VOLUME 19, ISSUE 4

January 2025

Syrian Regime Collapse

By: Priya Kumar

On December 8, 2024, the streets of Damascus were a tapestry of jubilation. Rebel fighters danced in the streets, women waved Syrian opposition flags, and civilians toppled statues of the late Assad presidents. Bumper-to-bumper traffic, filled with displaced Syrians finally making their way back to their homes, lined the roads. At the same time, government soldiers and employees huddled together on the sides of the road while insurgents watched, wielding guns. 

Syrians around the globe were celebrating the fall of Damascus to opposition forces earlier that day, which marked the end of the totalitarian Assad regime. The opposition constituted of an alliance between numerous rebel groups led by the militant group Hayat Tahrir al-Sham (HTS). In an astonishingly rapid rise to power, HTS swept across Syria in just 11 days. On November 30, they seized Aleppo, the largest city in Syria and one that had been plagued with violence due to the Syrian Civil War. Nine days later, after besieging other crucial cities such as Hama and Homs, the rebel coalition marched into Syria’s capital and took control of Damascus. A spokesperson for the Syrian opposition officially declared Damascus’s independence on state television.

As the rebel coalition approached Damascus, it was reported that Syrian President Bashar al-Assad fled to Russia, where he and his family were granted political asylum. The Russian Foreign Ministry later confirmed al-Assad’s circumstances and released a statement of the president’s resignation. 

The Assad regime emerged in 1971 with Hafez al-Assad’s rise to power. The Syrian government was officially designated a republic; in reality, it has functioned as a dynastic dictatorship, manipulating all “democratic” proceedings through rigged elections and systematic corruption. As president, Hafez al-Assad cultivated a cult of personality and established a precedent of ruling with an iron fist. His son, Bashar al-Assad, inherited the presidency in 2000. Bashar al-Assad’s rule proved to be more authoritarian and violent than his father’s. The second Assad destroyed Western hopes of a less extreme Syria when he strengthened Syrian ties with Iran as well as terrorist and extremist organizations such as Hamas and Hezbollah. 

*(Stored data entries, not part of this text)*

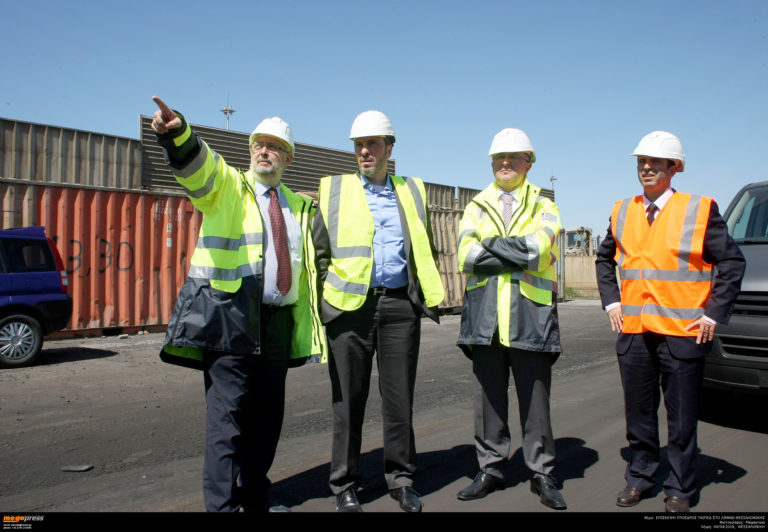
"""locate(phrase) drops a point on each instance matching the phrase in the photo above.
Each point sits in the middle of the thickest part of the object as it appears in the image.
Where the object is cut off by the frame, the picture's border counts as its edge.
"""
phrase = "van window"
(22, 255)
(749, 218)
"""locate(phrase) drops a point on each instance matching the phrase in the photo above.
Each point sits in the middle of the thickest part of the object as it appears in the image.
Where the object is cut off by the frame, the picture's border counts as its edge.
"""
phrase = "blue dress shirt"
(390, 268)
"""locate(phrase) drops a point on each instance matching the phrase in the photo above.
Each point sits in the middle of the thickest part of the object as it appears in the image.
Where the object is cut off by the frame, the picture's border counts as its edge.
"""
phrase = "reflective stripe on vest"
(351, 238)
(665, 282)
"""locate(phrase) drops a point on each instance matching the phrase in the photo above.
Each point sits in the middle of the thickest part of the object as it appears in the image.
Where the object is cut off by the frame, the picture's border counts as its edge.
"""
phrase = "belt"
(384, 291)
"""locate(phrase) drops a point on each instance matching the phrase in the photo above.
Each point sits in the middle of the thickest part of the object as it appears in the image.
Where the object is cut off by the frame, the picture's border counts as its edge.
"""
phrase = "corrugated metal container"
(310, 163)
(49, 154)
(126, 253)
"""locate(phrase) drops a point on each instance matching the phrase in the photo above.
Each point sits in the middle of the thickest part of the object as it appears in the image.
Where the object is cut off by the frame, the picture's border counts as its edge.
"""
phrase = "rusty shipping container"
(126, 253)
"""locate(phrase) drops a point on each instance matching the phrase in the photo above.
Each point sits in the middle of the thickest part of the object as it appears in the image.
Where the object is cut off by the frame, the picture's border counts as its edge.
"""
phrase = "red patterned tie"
(280, 238)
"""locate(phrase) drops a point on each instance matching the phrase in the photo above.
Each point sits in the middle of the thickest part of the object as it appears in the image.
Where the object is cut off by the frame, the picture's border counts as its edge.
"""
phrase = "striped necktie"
(280, 238)
(507, 201)
(652, 210)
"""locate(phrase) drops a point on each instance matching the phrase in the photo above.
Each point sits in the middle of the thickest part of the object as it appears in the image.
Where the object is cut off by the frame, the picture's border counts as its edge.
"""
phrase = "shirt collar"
(661, 200)
(500, 191)
(260, 188)
(367, 183)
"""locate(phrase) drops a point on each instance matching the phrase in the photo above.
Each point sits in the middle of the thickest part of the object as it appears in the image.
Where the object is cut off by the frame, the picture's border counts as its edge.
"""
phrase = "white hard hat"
(371, 124)
(662, 145)
(274, 127)
(511, 140)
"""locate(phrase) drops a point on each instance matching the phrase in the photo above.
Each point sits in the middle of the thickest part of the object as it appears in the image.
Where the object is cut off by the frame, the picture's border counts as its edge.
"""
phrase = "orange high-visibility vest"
(665, 281)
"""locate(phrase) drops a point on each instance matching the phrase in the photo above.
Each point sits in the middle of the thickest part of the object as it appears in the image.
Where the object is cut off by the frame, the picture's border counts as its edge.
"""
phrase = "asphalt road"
(101, 425)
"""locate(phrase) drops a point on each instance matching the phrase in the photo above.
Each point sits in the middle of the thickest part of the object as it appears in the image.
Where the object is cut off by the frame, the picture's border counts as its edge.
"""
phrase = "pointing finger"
(166, 111)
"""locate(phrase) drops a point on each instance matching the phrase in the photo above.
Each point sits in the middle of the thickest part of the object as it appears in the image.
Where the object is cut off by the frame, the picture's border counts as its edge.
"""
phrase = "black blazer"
(719, 250)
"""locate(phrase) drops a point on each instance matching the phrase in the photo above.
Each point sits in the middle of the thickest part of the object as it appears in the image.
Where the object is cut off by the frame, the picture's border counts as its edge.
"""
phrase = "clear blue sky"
(585, 79)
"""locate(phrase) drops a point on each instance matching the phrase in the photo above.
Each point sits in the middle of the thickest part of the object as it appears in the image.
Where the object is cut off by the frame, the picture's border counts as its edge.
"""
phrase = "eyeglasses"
(513, 156)
(271, 147)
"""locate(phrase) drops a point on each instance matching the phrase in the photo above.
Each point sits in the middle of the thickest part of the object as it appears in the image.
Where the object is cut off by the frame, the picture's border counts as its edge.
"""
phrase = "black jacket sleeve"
(721, 251)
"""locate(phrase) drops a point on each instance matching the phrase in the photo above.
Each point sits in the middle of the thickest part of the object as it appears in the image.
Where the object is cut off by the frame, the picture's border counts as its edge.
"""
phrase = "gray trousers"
(389, 327)
(532, 372)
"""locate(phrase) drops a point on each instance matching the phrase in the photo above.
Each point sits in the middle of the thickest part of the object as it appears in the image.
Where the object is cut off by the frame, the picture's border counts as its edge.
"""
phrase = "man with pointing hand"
(247, 311)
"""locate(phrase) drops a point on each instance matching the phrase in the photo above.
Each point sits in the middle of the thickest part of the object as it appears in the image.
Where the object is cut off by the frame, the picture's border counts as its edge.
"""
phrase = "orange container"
(126, 253)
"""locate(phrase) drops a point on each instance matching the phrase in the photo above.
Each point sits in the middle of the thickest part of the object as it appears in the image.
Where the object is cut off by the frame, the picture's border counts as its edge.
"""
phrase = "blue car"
(33, 294)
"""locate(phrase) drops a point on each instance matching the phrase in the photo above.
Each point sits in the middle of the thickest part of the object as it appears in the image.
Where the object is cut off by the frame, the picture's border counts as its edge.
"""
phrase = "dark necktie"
(280, 241)
(652, 210)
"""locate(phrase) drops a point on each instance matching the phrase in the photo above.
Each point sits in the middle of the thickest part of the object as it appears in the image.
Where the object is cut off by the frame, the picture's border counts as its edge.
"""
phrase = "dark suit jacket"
(323, 256)
(719, 250)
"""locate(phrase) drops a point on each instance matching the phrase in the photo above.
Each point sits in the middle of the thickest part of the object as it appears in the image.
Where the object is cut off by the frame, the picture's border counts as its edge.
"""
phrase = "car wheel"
(21, 339)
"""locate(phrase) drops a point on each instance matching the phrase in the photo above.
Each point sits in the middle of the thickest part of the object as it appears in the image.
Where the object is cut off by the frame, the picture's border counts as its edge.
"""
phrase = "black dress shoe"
(481, 486)
(544, 487)
(676, 505)
(408, 499)
(628, 497)
(346, 501)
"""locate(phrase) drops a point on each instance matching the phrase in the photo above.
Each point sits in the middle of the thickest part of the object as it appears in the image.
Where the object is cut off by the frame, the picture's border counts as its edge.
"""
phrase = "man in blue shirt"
(378, 313)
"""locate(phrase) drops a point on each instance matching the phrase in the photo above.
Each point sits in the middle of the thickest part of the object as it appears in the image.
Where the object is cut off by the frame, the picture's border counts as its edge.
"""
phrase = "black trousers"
(532, 373)
(647, 365)
(245, 402)
(389, 327)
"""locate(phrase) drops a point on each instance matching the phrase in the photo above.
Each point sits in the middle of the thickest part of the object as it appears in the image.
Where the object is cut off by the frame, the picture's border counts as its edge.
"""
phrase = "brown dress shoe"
(628, 497)
(676, 505)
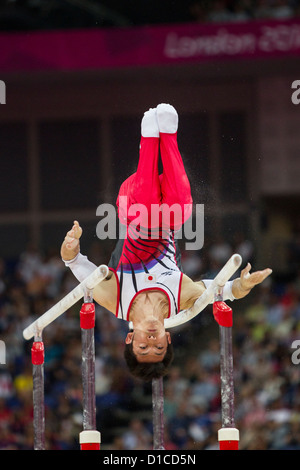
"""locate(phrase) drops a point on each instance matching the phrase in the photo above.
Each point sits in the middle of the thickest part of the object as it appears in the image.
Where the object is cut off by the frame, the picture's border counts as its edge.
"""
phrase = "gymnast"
(145, 284)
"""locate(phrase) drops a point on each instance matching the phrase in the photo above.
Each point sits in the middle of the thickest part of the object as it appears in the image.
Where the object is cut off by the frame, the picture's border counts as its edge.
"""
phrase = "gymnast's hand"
(243, 285)
(70, 246)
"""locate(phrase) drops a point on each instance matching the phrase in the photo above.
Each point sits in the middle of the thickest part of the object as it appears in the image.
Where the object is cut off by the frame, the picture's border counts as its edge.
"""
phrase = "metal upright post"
(37, 359)
(90, 438)
(158, 413)
(228, 435)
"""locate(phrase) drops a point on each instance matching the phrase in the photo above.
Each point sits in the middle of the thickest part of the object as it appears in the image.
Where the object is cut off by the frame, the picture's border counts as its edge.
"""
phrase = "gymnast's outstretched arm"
(105, 293)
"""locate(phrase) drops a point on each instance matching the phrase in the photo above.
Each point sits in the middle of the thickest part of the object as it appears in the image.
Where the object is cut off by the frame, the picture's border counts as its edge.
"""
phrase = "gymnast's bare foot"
(70, 246)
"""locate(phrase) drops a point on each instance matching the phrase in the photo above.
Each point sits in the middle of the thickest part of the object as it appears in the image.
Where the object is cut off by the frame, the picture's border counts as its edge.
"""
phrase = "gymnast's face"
(149, 345)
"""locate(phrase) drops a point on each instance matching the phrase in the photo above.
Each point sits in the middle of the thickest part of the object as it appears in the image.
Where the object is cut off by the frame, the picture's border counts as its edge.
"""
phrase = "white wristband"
(80, 266)
(227, 289)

Bashar al-Assad is best known for his brutality and widespread human rights violations during the Syrian Civil War, which stemmed from the Arab Spring protests. In 2011, Assad authorized the Syrian Army to use force and open fire against unarmed pro-democracy protestors, some of whom were simply demonstrating for the release of political prisoners and greater freedoms. The army responded with mass arrests, targeting even men and boys who did not engage in protests, tortured and executed detainees, besieged cities, and bombed and killed innocent Syrian civilians. These actions escalated into the Syrian Civil War, which would continue for the next thirteen years, leading to the death of hundreds of thousands of rebels and civilians alike. With the civil war came the formation of several Islamist extremist groups, like the Jabhat al-Nusra and the Islamic State of Iraq and ash-Sham (ISIS). According to the United Nations, Bashar al-Assad has also used nerve gas and chemical weapons against Syrian civilians during the war; the Syrian government has constantly denied accusations of crimes against humanity.

Until now, Syria was stuck between the autocratic Assad regime and Islamist extremist groups, both of which have relentlessly targeted civilians and used violence to assert control. The widespread destruction of cities across Syria has led to the second largest forced displacement in the world and the largest refugee crisis since World War II, with 14 million individuals forced to leave their homes. Although the fall of Damascus and the end of the Assad regime to the HTS is a victory for Syrian civilians, within the jubilation lies uncertainty for the future of the country. While it has severely weakened Iran, the end of the Assad regime leaves a power vacuum in Syria, one that could be filled by an extremist, radical group. Abu Mohammad al-Jolani, the leader of HTS, has claimed that the new Syrian government will be defined by the people, hinting towards the initiation of an actual democratic republican system of government. However, HTS is still designated as a terrorist organization by the United Nations, and many countries are skeptical of Jolani’s claims. Analysts have drawn parallels of HTS’s shocking take-over to the Taliban’s actions in Afghanistan in 2021, which raises questions of what the new sectarian government might bring. Ultimately, Syria is now faced with a crossroads: a choice between continuing the legacy of brutality left by Assad or seizing the monumental opportunity to create a better future for the nation. 


Information retrieved from CNN, NPR, Council on Foreign Relations, and Civil Rights Defenders.